Basic understanding of Keptn’s Metrics Operator

The Keptn Metrics Operator collects, processes, and analyzes metrics data from a variety of sources. Once collected, this data, can be used to generate a variety of reports and dashboards that provide insights into the health and performance of the application and infrastructure.

While Kubernetes does have two metrics servers, they have limitations. The custom and external APIs only allow you to use a single observability platform. The Keptn Metrics Operator solves this problem by providing a single entry point for all your metrics data, regardless of its source. Furthermore, due to the integration with the Kubernetes custom metrics API, these metrics are also compatible with the Kubernetes HorizontalPodAutoscaler (HPA) which enables the horizontal scaling of workloads based on metrics collected from multiple observability platforms such as Prometheus, Dynatrace or Datadog.
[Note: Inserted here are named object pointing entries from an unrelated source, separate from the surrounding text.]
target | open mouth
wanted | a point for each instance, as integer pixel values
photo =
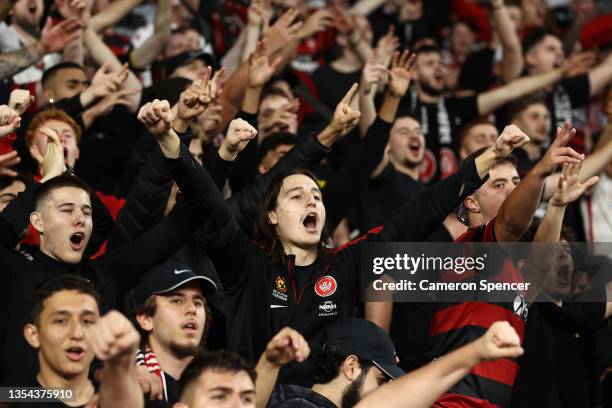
(77, 240)
(310, 222)
(414, 147)
(75, 353)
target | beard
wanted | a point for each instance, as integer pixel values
(352, 394)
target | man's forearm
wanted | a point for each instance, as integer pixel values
(267, 374)
(549, 229)
(250, 102)
(119, 386)
(154, 45)
(250, 42)
(516, 214)
(491, 100)
(13, 62)
(389, 107)
(600, 76)
(102, 54)
(512, 62)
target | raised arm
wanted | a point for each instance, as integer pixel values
(600, 76)
(354, 175)
(112, 14)
(114, 341)
(5, 8)
(512, 60)
(422, 387)
(261, 69)
(288, 345)
(52, 39)
(423, 215)
(516, 214)
(491, 100)
(592, 165)
(103, 55)
(146, 53)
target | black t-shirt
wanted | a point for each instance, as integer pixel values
(106, 149)
(172, 392)
(333, 85)
(441, 123)
(385, 196)
(571, 93)
(559, 367)
(411, 320)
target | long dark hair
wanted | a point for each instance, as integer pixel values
(265, 233)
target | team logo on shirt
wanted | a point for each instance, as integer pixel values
(280, 284)
(326, 286)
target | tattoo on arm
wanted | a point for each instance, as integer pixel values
(14, 62)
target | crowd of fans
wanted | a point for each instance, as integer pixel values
(188, 189)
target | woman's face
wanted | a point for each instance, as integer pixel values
(299, 215)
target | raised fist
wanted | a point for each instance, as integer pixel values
(286, 346)
(511, 138)
(112, 336)
(500, 341)
(156, 116)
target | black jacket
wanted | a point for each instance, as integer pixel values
(263, 296)
(293, 396)
(112, 274)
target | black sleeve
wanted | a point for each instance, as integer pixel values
(245, 168)
(16, 216)
(146, 203)
(579, 90)
(219, 169)
(345, 190)
(422, 216)
(244, 205)
(102, 225)
(464, 108)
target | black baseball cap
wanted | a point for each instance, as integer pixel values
(186, 57)
(365, 340)
(169, 276)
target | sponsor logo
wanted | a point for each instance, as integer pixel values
(326, 286)
(280, 284)
(328, 308)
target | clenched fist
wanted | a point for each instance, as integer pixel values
(500, 341)
(239, 133)
(112, 336)
(511, 138)
(156, 117)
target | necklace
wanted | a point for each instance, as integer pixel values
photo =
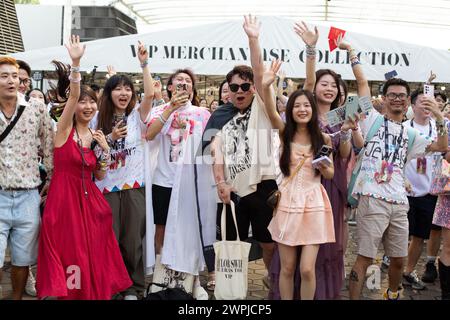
(7, 118)
(83, 160)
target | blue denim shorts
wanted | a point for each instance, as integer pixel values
(19, 226)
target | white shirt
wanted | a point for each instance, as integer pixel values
(394, 190)
(126, 169)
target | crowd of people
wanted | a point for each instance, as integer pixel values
(99, 186)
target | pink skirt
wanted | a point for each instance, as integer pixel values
(308, 222)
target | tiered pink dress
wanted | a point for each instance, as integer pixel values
(304, 215)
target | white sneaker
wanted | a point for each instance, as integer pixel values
(30, 287)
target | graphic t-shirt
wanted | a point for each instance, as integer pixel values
(419, 171)
(126, 168)
(177, 129)
(370, 180)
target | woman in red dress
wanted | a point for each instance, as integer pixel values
(79, 257)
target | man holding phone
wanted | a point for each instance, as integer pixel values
(421, 202)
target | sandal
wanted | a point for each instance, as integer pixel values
(211, 284)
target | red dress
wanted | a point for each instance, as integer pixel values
(79, 257)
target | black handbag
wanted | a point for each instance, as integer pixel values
(273, 199)
(167, 293)
(12, 123)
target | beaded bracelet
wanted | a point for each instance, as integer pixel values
(310, 51)
(355, 62)
(346, 136)
(144, 64)
(161, 119)
(75, 80)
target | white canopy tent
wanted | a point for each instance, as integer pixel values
(215, 49)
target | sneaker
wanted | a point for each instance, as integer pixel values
(386, 295)
(413, 280)
(385, 263)
(30, 287)
(266, 282)
(430, 274)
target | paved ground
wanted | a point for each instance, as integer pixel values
(257, 290)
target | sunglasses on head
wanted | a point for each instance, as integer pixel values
(244, 86)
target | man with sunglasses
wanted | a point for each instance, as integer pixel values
(244, 168)
(24, 77)
(380, 186)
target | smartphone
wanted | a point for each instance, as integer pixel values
(324, 159)
(181, 87)
(390, 74)
(428, 90)
(124, 121)
(324, 151)
(235, 198)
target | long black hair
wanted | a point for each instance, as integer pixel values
(317, 139)
(59, 94)
(106, 105)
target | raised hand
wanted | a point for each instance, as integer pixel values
(142, 53)
(341, 44)
(431, 105)
(251, 26)
(119, 131)
(309, 37)
(270, 73)
(282, 75)
(179, 99)
(75, 48)
(157, 87)
(432, 77)
(351, 122)
(101, 139)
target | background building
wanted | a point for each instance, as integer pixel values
(10, 36)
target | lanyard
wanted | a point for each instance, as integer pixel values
(386, 145)
(430, 131)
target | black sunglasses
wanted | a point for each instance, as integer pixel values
(244, 86)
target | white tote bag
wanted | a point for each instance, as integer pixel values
(171, 278)
(231, 263)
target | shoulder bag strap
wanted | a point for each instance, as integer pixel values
(12, 124)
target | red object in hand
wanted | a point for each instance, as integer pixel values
(333, 36)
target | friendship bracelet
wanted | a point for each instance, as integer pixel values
(74, 69)
(346, 136)
(161, 119)
(440, 123)
(354, 63)
(442, 131)
(75, 80)
(144, 64)
(220, 182)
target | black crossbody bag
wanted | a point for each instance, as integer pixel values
(12, 124)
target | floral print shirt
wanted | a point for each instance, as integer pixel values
(30, 139)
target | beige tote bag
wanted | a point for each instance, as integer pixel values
(231, 263)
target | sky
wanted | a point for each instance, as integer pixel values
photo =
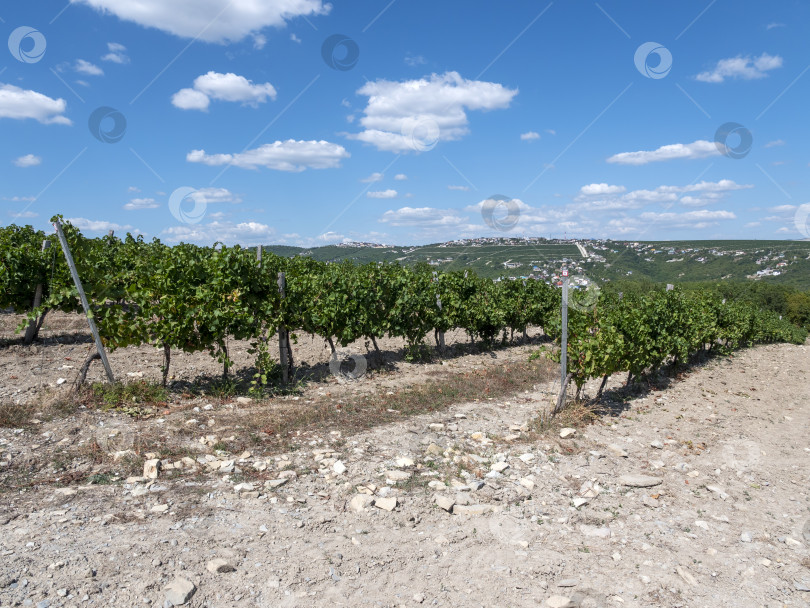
(308, 123)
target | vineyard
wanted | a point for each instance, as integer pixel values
(195, 298)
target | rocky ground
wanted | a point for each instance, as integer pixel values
(691, 496)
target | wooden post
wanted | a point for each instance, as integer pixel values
(33, 324)
(283, 339)
(77, 281)
(564, 379)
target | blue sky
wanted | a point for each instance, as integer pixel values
(305, 123)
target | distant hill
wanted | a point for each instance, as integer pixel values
(785, 262)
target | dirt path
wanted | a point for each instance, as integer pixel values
(550, 522)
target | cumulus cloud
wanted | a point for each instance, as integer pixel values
(210, 20)
(290, 155)
(20, 104)
(224, 87)
(697, 149)
(230, 233)
(601, 189)
(29, 160)
(382, 194)
(117, 53)
(746, 68)
(86, 225)
(415, 114)
(85, 67)
(136, 204)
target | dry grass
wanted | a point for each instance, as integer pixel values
(279, 426)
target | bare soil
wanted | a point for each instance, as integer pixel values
(726, 442)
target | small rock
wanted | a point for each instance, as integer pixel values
(445, 502)
(386, 504)
(559, 601)
(397, 475)
(359, 502)
(594, 531)
(639, 481)
(179, 591)
(219, 566)
(686, 576)
(151, 468)
(472, 509)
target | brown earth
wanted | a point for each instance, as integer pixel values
(555, 522)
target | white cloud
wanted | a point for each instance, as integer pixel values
(29, 160)
(382, 194)
(601, 189)
(117, 53)
(697, 149)
(86, 225)
(210, 20)
(85, 67)
(214, 195)
(415, 114)
(747, 68)
(137, 204)
(230, 233)
(422, 216)
(225, 87)
(414, 60)
(20, 103)
(290, 155)
(374, 177)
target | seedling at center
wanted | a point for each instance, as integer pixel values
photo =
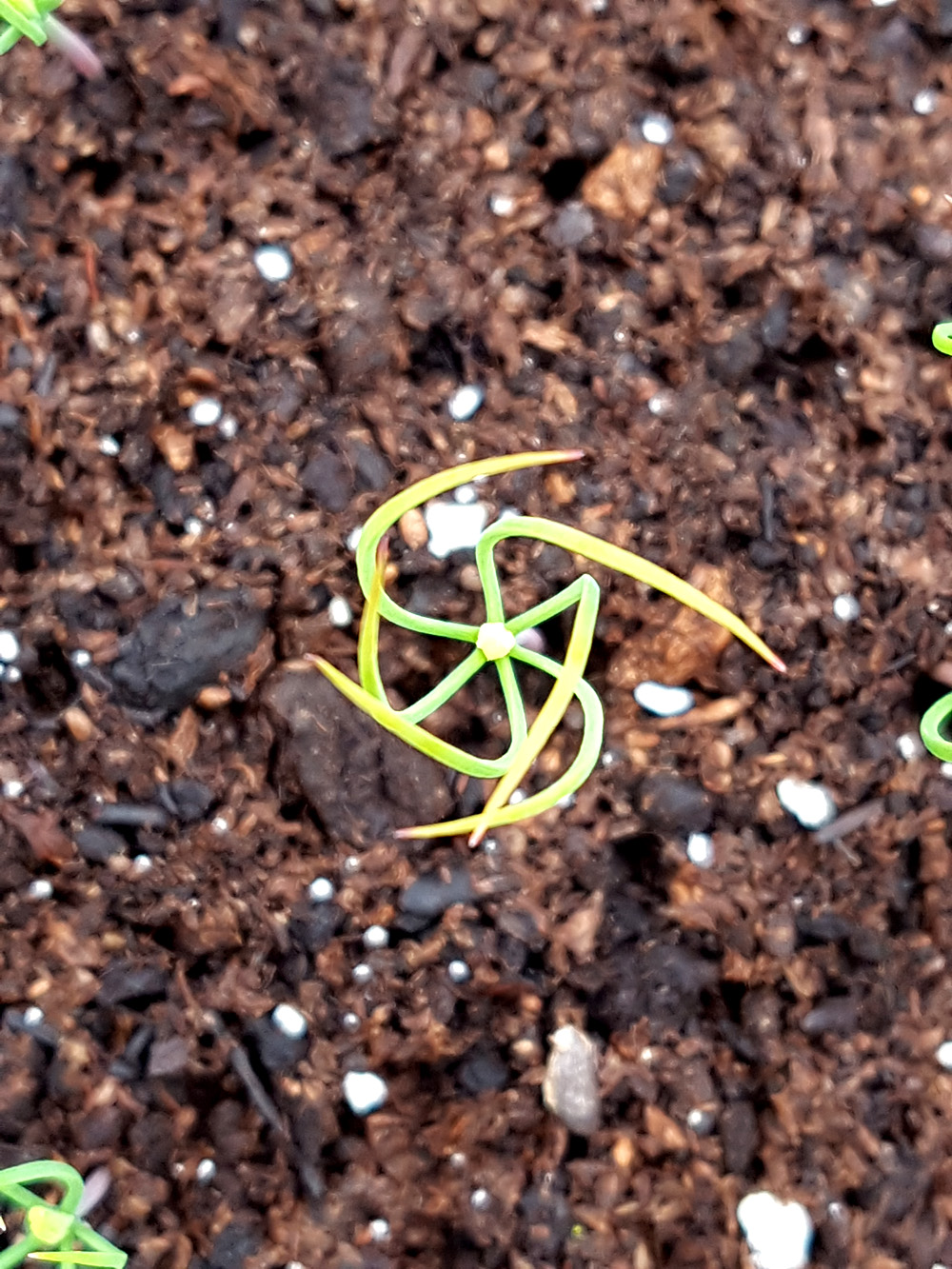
(495, 641)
The Metrics Operator consists of the following components:

  • Metrics Controller
  • Metrics Adapter
graph TD; Metrics-Operator-->Metrics-Adapter; Metrics-Operator-->Metrics-Controller style Metrics-Operator fill:#006bb8,stroke:#fff,stroke-width:px,color:#fff style Metrics-Adapter fill:#d8e6f4,stroke:#fff,stroke-width:px,color:#006bb8 style Metrics-Controller fill:#d8e6f4,stroke:#fff,stroke-width:px,color:#006bb8

Metrics adapter is used to expose custom metrics from an application to external monitoring and alerting tools. The adapter exposes custom metrics on a specific endpoint where external monitoring and alerting tools can scrape them. It is an important component of the metrics operator as it allows for the collection and exposure of custom metrics, which can be used to gain insight into the behavior and performance of applications running on a Kubenetes cluster.
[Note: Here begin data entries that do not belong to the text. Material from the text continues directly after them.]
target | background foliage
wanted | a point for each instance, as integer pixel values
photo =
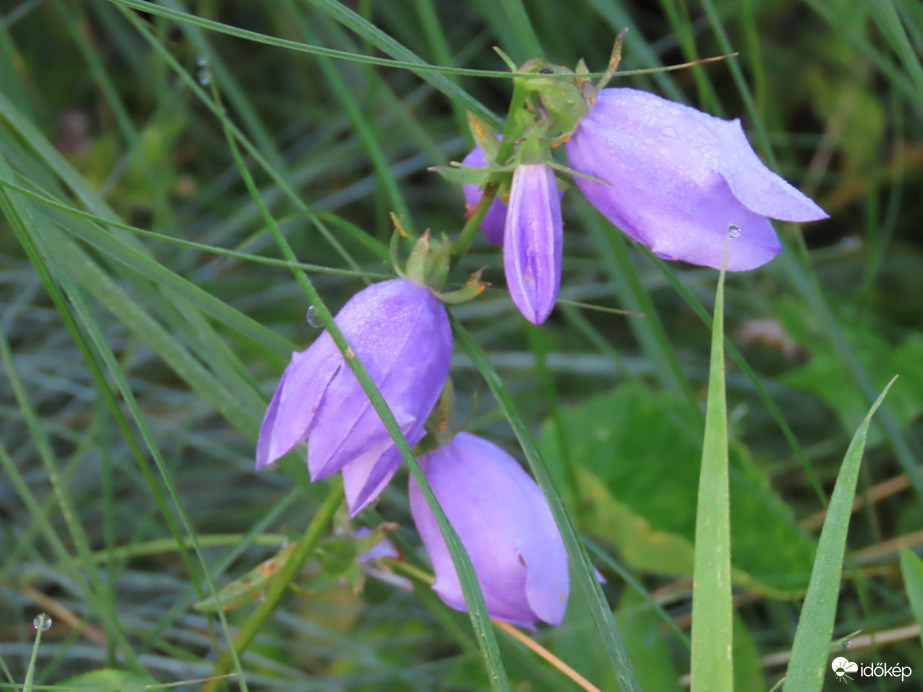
(143, 327)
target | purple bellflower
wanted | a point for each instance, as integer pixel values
(532, 241)
(401, 333)
(677, 178)
(505, 524)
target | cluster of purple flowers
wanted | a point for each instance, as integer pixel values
(400, 331)
(667, 175)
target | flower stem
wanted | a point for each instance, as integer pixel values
(478, 211)
(490, 191)
(542, 652)
(303, 549)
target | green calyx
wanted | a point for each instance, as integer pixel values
(429, 264)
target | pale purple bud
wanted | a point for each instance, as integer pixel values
(493, 221)
(505, 524)
(401, 333)
(677, 179)
(532, 241)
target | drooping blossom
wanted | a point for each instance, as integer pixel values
(505, 524)
(401, 333)
(532, 239)
(676, 179)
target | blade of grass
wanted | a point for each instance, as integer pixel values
(42, 252)
(811, 647)
(471, 589)
(712, 605)
(912, 571)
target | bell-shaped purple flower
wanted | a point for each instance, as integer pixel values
(505, 524)
(677, 178)
(532, 241)
(494, 219)
(401, 333)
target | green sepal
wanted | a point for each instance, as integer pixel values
(472, 289)
(428, 264)
(485, 136)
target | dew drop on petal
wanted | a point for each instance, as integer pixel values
(312, 318)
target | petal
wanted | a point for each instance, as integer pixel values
(514, 545)
(677, 178)
(532, 242)
(300, 393)
(401, 333)
(365, 477)
(493, 222)
(758, 188)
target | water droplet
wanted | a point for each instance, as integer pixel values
(312, 318)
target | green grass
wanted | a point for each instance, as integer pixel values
(163, 235)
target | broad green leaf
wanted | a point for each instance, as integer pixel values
(712, 605)
(811, 647)
(644, 637)
(639, 455)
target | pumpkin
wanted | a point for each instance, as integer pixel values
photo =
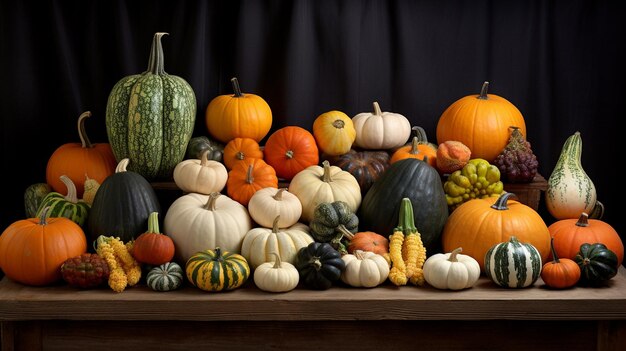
(197, 222)
(268, 203)
(238, 115)
(150, 118)
(153, 247)
(32, 250)
(597, 263)
(481, 122)
(364, 269)
(319, 265)
(513, 264)
(569, 234)
(413, 179)
(260, 243)
(334, 132)
(240, 149)
(277, 276)
(217, 270)
(68, 206)
(249, 176)
(380, 130)
(74, 160)
(290, 150)
(479, 224)
(202, 176)
(316, 185)
(452, 270)
(122, 205)
(560, 273)
(165, 277)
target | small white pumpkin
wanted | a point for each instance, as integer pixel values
(277, 276)
(269, 202)
(364, 269)
(452, 270)
(200, 176)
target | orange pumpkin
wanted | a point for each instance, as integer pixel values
(481, 122)
(479, 224)
(240, 149)
(238, 115)
(569, 234)
(249, 176)
(33, 250)
(290, 150)
(78, 160)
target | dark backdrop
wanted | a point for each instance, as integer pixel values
(562, 63)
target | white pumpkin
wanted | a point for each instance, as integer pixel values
(197, 222)
(315, 185)
(259, 243)
(381, 130)
(364, 269)
(200, 176)
(268, 203)
(452, 270)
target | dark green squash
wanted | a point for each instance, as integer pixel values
(421, 183)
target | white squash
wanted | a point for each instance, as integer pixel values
(197, 222)
(452, 270)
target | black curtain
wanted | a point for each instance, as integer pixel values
(560, 62)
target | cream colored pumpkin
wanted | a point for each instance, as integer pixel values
(381, 130)
(197, 222)
(269, 202)
(259, 243)
(364, 269)
(200, 176)
(452, 270)
(316, 184)
(276, 276)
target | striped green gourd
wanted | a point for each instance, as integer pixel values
(513, 264)
(68, 206)
(150, 118)
(165, 277)
(217, 270)
(570, 190)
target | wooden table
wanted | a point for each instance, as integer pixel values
(485, 317)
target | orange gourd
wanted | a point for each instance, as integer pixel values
(481, 122)
(78, 160)
(238, 115)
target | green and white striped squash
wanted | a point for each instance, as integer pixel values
(217, 270)
(513, 264)
(150, 118)
(68, 206)
(165, 277)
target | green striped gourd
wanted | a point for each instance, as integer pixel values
(513, 264)
(570, 190)
(150, 118)
(217, 270)
(165, 277)
(68, 206)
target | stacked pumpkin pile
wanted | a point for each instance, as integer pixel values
(362, 200)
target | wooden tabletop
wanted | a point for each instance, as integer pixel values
(485, 301)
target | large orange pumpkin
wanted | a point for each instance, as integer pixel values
(77, 160)
(33, 250)
(569, 234)
(481, 122)
(479, 224)
(238, 115)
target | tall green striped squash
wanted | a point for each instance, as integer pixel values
(150, 118)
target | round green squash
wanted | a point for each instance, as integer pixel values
(150, 118)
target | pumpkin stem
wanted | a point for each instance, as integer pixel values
(236, 87)
(156, 63)
(82, 132)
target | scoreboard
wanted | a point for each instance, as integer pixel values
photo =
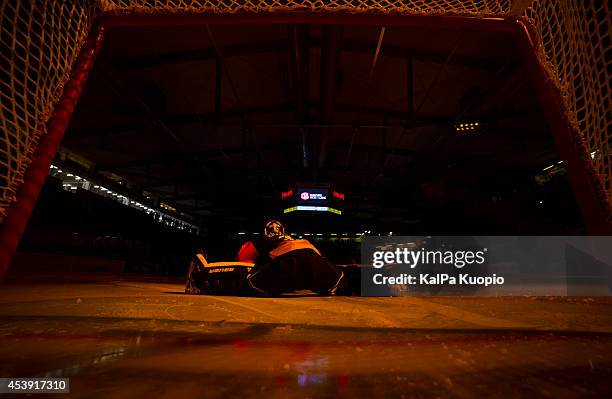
(304, 197)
Metrics controller is used to fetch metrics from a SLI provider. The controller reconciles a KeptnMetric CR and updates its status with the metric value provided by the selected SLI provider. The steps in which the controller fetches metrics are given below:

  • It first fetches the KeptnMetric object to reconcile.
  • If the object is not found, it returns and lets Kubernetes handle deleting all associated resources.
  • If the object is found, the code checks that if the metric has been updated within the configured interval which is defined in the Spec.FetchIntervalSeconds. If not, then it skips reconciling and requeues the request for later.
  • If the metric should be reconciled, it fetches the provider defined in the Spec.Provider.Name field.
  • If the provider is not found, it returns and requeues the request for later.
  • If the provider is found, it loads the provider and evaluates the query defined in the Spec.Query field.
  • If the evaluation is succesful, it stores the fetched value in the status of the KeptnMetric object.